インドの大道商人 | TOTAN オススメ本

インドの大道商人

            インドの大道商人

●インドの大道商人●
山田和(著) 講談社文庫 ¥1200(税込)

文庫なのに千円を越してるその訳は読めばすぐにわかります。
そう、この本は写真が物凄く充実しているのです。

写真家でもある山田和さんが1979年から11年間の間に
行った大道商人へのインタビュー300件の中から選ばれた
110件が写真とともに掲載されている本です。

エスニック雑貨店店主のくせに私はインドへ行った事が
ありません。
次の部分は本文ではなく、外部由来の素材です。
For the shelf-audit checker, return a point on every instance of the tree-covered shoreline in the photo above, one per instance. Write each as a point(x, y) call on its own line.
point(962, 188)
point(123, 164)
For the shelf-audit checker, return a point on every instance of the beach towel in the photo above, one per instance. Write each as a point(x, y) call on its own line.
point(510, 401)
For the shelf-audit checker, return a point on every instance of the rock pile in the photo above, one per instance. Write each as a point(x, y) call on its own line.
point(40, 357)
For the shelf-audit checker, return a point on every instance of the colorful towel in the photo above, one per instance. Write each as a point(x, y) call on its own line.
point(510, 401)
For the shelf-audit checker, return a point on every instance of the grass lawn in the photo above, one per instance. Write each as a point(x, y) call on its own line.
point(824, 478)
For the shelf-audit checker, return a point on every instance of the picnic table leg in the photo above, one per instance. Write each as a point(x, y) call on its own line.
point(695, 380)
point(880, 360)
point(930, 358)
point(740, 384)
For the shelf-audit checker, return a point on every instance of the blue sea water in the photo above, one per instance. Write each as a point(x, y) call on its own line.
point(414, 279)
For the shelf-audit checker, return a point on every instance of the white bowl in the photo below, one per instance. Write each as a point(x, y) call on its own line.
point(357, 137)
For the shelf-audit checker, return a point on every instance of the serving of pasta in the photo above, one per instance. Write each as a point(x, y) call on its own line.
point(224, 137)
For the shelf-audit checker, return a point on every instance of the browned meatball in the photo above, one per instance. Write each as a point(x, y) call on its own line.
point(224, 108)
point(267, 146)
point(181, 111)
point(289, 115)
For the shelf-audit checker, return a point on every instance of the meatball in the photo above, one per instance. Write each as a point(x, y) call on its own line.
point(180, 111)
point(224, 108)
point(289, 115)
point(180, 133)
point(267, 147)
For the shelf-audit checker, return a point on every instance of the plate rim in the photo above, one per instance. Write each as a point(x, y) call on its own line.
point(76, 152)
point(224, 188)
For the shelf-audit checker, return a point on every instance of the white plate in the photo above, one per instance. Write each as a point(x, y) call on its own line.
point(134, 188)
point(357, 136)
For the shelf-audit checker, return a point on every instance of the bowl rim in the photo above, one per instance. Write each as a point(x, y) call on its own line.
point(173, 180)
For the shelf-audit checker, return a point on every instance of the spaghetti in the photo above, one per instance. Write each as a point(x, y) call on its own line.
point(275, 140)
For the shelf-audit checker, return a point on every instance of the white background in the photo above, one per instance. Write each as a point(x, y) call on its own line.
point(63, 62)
だからかインド関連の書物は今や本棚の半分を
占めているという事態になっています。早く行きたい・・・

インドには耳掃除屋がある

インド通でなくてもTVなどでご存知の方も
多いのではないでしょうか?

私にとって未知の国であるインドには
想像を遥かに超える職業がたくさんあるのです。

◇木の葉のお皿売り
◇手作り香水売り
◇時計の防水加工士
◇針金細工売り
◇錠前屋
◇代書屋
◇蛇使い
◇手品士
◇洗濯屋
◇アイロンがけ屋
◇マッサージ屋
◇歯ブラシの木売り
◇サンダルの鼻緒屋さん

これらは全て路上の「大道商人」です。
つまり青空商店なのです。

一度でもインドに行かれた方には懐かしく
私と同じにまだインドに呼ばれてない方には
とても奇妙で興味深いのではないでしょうか。

驚くべきことに歯医者さんまでもが路上にいます。

以前バンコクへ仕入れに行った時のことですが
日本に帰ってきた私は安堵と共に
とてつもない違和感を感じました。

路上がきれいなこと。

綺麗といっても放置自転車やゴミはあります。
人だって行き交うし活気が無い訳ではありません。

どちらかというと「キレイ」よりも「つまらない」と
言ったほうが的確かもしれません。

バンコクだけでなくインドもその他アジアや
世界の多くの国々には「屋台」があります。
(規制されてしまった国もありますが)
もしくはマーケットと呼ばれる市場が。

日本で路上に屋台が現れるのはお祭くらいでしょうか。

生活や文化の違い、と言ってしまえばそれまでですが
バンコクの路上はまるで毎日がお祭みたいに
私をワクワクさせてくれました。

話は戻ってインドです。
インドにはご存知の通り「カースト」があります。
国家としてはカースト制度の一部を
廃止したという事ですが旅好きな友人たちに聞くと
「実際にはまだまだある」とのこと。

そう、カースト制度にはインドの人々と
切っても切れない根強い関係があるのです。

この本には大道商人とカースト制との関係、
そして300ものインンタビューの裏話や
そこから見えてくる人々の暮らしと生き様も
彼の鋭くて温かい視線で描かれています。

インタビューの謝礼を一切しないことで
ウソの無いほんとうの姿をカメラに収めたという
とても貴重でとても面白い本になっています。

いつかは私もインドへ・・・
店主の「インド本集め」は終わりません。

※「ノン・フィクション」か「フォト」か迷いましたが
独断で敢えて「旅本」に入れさせて頂きました。